South Africa

Three things South Africa must get right

South Africa should use its coal reserve to ensure energy security, revise empowerment policies to avoid taxing capital on arrival, and completely concede ports and railways to private companies. 

This will result in economic growth of over 4% per year and enable the country to remain a unitary state governed from Pretoria. 

Faster economic growth will translate into lower unemployment and a significant reduction in violent process, tuning down the political tension in South Africa. 

In turn, this will bring its own benefits of enhanced stability and policy certainty and further boost investment confidence, creating a positive feedback loop. 

This is feedback from political analyst Frans Cronje, who outlined the relatively easy steps the government can take to significantly boost economic growth and enhance stability in South Africa. 

“If you want to run South Africa successfully as a unitary state governed from Pretoria, you need to increase the fixed investment rate from the current 15% of GDP to the emerging market average of 25% to 30%,” Cronje told the second annual BizNews Investment Conference. 

“That is something that will deliver the jobs South Africa needs and, on the record of the past twenty years, will bring down the political temperature and stabilise politics.” 

Cronje explained that it is relatively easy to do this with enough political will and, as difficult as President Cyril Ramaphosa makes it seem, can be done in short order. 

South Africa also has some advantages over its emerging market peers and a private sector that has a very strong balance sheet that can be leveraged to drive growth. 

The country has a functioning democracy, a free and open society, and a free market economy with deep and liquid capital markets. 

This, coupled with South Africa’s relatively impressive infrastructure compared to most emerging markets, implies that the country should easily match or outpace its peers in terms of economic growth.

Yet, South Africa has failed to do so, with GDP growth averaging 0.8% a year for the past decade, slower than the rate of population growth. 

Fixing South Africa’s economy

Social Research Foundation head Dr Frans Cronje

Cronje points to the decline in fixed investment in South Africa as the main reason for the collapse in economic growth, as companies and individuals have been unwilling to commit capital to South Africa. 

He said it is relatively easy to reverse this decline and put South Africa on a much better economic trajectory. 

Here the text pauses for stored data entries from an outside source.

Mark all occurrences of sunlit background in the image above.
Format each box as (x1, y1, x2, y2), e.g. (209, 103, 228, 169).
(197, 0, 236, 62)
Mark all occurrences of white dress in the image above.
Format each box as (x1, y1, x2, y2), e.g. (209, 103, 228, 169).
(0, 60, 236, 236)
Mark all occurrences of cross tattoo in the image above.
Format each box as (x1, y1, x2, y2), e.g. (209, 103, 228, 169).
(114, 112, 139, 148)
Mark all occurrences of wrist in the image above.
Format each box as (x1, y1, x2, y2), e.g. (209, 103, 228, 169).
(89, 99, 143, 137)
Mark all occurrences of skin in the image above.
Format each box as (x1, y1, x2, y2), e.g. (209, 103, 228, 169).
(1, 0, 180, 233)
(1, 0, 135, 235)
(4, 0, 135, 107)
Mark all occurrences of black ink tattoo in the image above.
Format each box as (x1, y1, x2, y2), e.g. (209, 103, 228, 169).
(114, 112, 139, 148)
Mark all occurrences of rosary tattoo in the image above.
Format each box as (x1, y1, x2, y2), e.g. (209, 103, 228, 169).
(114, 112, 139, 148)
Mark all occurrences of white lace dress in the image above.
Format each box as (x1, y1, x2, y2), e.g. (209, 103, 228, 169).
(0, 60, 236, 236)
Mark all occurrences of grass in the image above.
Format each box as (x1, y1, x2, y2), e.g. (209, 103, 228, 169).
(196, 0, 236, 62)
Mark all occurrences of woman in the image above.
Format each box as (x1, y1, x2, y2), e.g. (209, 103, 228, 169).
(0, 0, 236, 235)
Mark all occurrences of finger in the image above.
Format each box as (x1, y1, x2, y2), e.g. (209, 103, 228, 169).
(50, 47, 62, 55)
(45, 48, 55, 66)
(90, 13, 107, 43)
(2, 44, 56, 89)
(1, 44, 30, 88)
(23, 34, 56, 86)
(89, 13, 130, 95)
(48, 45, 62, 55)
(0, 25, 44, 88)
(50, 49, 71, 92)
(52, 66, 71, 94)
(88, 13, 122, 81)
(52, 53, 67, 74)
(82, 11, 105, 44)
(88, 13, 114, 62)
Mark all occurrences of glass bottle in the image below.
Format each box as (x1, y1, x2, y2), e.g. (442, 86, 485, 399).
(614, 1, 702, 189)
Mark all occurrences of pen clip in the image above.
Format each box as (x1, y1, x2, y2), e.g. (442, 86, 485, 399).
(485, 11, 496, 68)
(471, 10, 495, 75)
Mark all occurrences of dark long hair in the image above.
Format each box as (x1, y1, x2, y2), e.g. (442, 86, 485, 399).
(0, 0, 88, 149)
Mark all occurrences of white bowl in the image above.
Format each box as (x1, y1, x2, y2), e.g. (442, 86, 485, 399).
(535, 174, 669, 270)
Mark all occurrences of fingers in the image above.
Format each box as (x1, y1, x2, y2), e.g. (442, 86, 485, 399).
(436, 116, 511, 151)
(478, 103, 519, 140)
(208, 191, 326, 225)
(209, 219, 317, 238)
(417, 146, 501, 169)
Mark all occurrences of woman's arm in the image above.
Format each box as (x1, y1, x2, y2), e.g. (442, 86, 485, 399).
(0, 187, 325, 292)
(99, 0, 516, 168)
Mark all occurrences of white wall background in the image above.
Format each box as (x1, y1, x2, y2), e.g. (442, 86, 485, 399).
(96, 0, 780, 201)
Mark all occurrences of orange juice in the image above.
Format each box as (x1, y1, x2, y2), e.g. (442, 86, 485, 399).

The first thing the government should do is to burn the coal that South Africa already has to ensure energy security and remove a lack of electricity generation as a binding constraint on economic growth. 

“Peak hour of a peak day, we are producing around 25,000 MW of electricity. To grow the economy at over 4% a year over the next decade, we need to lift this to 40,000 MW,” Cronje said. 

“There are 20,000 MW worth of defunct coal-fired power plants lying around that can be refurbished relatively cheaply, and we can generate an electricity surplus within a few years.” 

This will remove a significant binding constraint on economic growth in South Africa, enabling the economy to grow and electricity prices to come down. 

The second thing to do is to stop taxing capital on arrival through misdirected empowerment scorecards and policies. 

“You should not even tax capital as it leaves your economy. We tax capital as it comes in through the door,” Cronje said. 

“If you wish to have the privilege of investing in our economy, you have to give up around 30% to a specific set of shareholders. This leaves very little left in terms of return for investors.” 

Relative to what is on offer in the rest of the world, this makes South Africa significantly less attractive as an investment destination. 

“It is this reason, as much as anything, that explains why the fixed investment rate is sitting at half of the emerging market average,” Cronje said. 

The third thing is to concede the railways and ports completely, which will result in them being privately operated. 

Cronje said it is not enough to concede certain corridors and terminals to private companies while the rest of the network deteriorates. 

This would make it significantly easier for companies to get their products to market, boosting exports and foreign exchange earnings.